Moar gold!

November 20, 2010 • 6:41 am

Cartagena has its own gold museum—smaller than that of Bogotá, to be sure, but with equally exquisite objects. Most of them come from the Zenu culture of the Caribbean plains beginning about 800-500 A.D. Many of these are made by the lost wax process, which is a giant pain.  I’ll show you some of the nicest things, concentrating (as usual) on the fauna. As always, click on the photos to enlarge them.

First, some birds:

An owl:

A jaguar:

Unknown animal (again, your guess is as good as mine):

Another unknown animal, perhaps a jaguar:

Two unknown animals; the one on the left may be another jaguar:

Assorted animals:

A face:

Two figures with filigree:

And, finally, two lost-wax figures:

10 thoughts on “Moar gold!

  1. The green background is excellent. It relieves the monotone nature of the previous set of photos, and green and gold go well together.

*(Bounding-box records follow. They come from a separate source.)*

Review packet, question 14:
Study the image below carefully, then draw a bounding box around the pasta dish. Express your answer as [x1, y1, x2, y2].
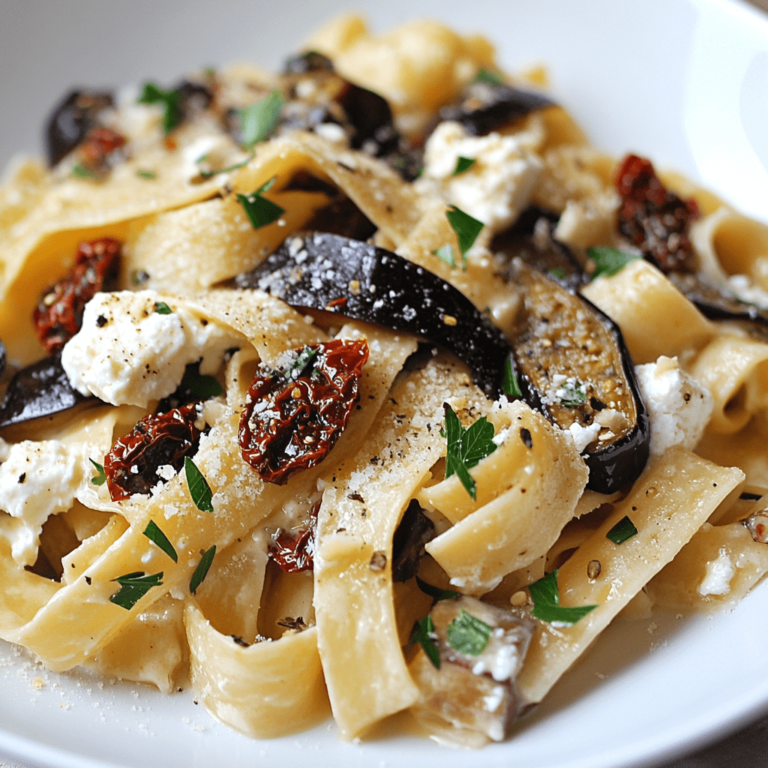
[0, 16, 768, 747]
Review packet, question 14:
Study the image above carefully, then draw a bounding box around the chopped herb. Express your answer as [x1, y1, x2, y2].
[416, 576, 461, 600]
[189, 544, 216, 595]
[184, 456, 213, 512]
[445, 205, 485, 267]
[144, 520, 179, 563]
[237, 176, 285, 229]
[472, 67, 504, 85]
[411, 616, 440, 669]
[528, 570, 597, 627]
[587, 246, 640, 280]
[285, 346, 320, 381]
[453, 155, 477, 176]
[109, 571, 163, 611]
[240, 91, 283, 147]
[71, 163, 99, 179]
[155, 301, 173, 315]
[557, 379, 587, 408]
[89, 459, 107, 485]
[443, 403, 496, 499]
[501, 357, 523, 397]
[197, 152, 256, 179]
[447, 608, 493, 656]
[138, 82, 181, 133]
[605, 515, 637, 544]
[432, 248, 456, 269]
[181, 368, 224, 400]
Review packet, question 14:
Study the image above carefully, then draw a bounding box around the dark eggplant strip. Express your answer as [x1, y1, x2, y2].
[235, 232, 510, 398]
[440, 83, 556, 136]
[667, 272, 768, 333]
[0, 354, 94, 428]
[511, 262, 651, 494]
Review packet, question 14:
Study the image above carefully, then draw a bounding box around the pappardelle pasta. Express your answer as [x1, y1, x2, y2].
[0, 16, 768, 746]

  2. Moar kittehs, too. This stuff is beautiful regardless of the medium. I can easily see it carved in wood or stone. And I second Reginald’s remark regarding the background; wonderful contrast. Much better than the larger museum.

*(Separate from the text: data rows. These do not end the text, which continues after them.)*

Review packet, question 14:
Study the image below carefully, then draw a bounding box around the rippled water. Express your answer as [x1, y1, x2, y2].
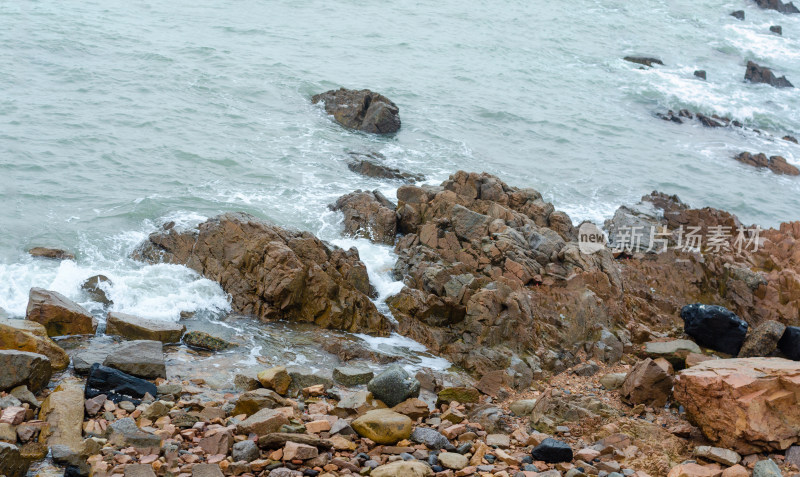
[0, 0, 800, 328]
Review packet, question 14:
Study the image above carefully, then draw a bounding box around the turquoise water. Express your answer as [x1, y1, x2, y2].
[0, 0, 800, 319]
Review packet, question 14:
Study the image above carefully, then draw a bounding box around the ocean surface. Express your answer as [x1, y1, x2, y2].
[0, 0, 800, 347]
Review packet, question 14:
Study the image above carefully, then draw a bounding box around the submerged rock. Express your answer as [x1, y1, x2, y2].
[25, 288, 97, 336]
[106, 311, 186, 343]
[734, 152, 800, 176]
[681, 303, 748, 356]
[134, 213, 390, 335]
[28, 247, 75, 260]
[331, 190, 397, 245]
[744, 61, 794, 88]
[311, 88, 400, 134]
[674, 358, 800, 454]
[623, 56, 664, 67]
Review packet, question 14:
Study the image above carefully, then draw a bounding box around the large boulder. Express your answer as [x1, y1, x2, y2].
[134, 213, 390, 335]
[84, 363, 158, 403]
[331, 190, 397, 245]
[25, 288, 97, 336]
[106, 311, 186, 343]
[0, 350, 53, 392]
[681, 303, 748, 356]
[39, 383, 84, 451]
[103, 340, 167, 379]
[367, 365, 420, 407]
[744, 61, 794, 88]
[0, 318, 69, 371]
[311, 88, 400, 134]
[674, 358, 800, 454]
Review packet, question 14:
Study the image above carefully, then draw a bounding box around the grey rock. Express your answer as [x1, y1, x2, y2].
[367, 365, 420, 407]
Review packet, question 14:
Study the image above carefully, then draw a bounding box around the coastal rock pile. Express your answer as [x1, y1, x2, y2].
[134, 213, 389, 335]
[311, 88, 400, 134]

    When are you coming home? It’s supposed to snow Wednesday, so you’re in for a shock.

  3. The first of the figures with filigree looks like it was made in pieces and assembled. Any suggestion of that at the museum?

  4. The third gold bird reminds me of the head of frigate bird. The hook-tipped beak in particular.

    I assume all this gold artistry is evidence of a highly stratified society and that these are remnant luxuries of the very rich. Still, beautiful objects that form a small window on another time.

    1. Maybe not? I think I remember from reading about the European invasions that the invaders saw gold as hugely valuable while the people they were invading didn’t. It was an art tool, a pretty thing, but not economically valuable. The Europeans saw it as essentially money, while the non-Europeans saw it as essentially beautiful. The Europeans would have melted down all these trinkets to turn them into Money – and in fact they did do that with anything they were given and then with anything they took.

  5. The countenance on that first jaguar (rough night out with the boys?) shows something either humorous or quite twisted about the artist. 🙂 At any rate, it really makes one think of the person behind the art…reaching across all these centuries…

    1. Yes, I suppose that seeing the world through the eyes of another, long dead, is one of the attractions of objects such as these.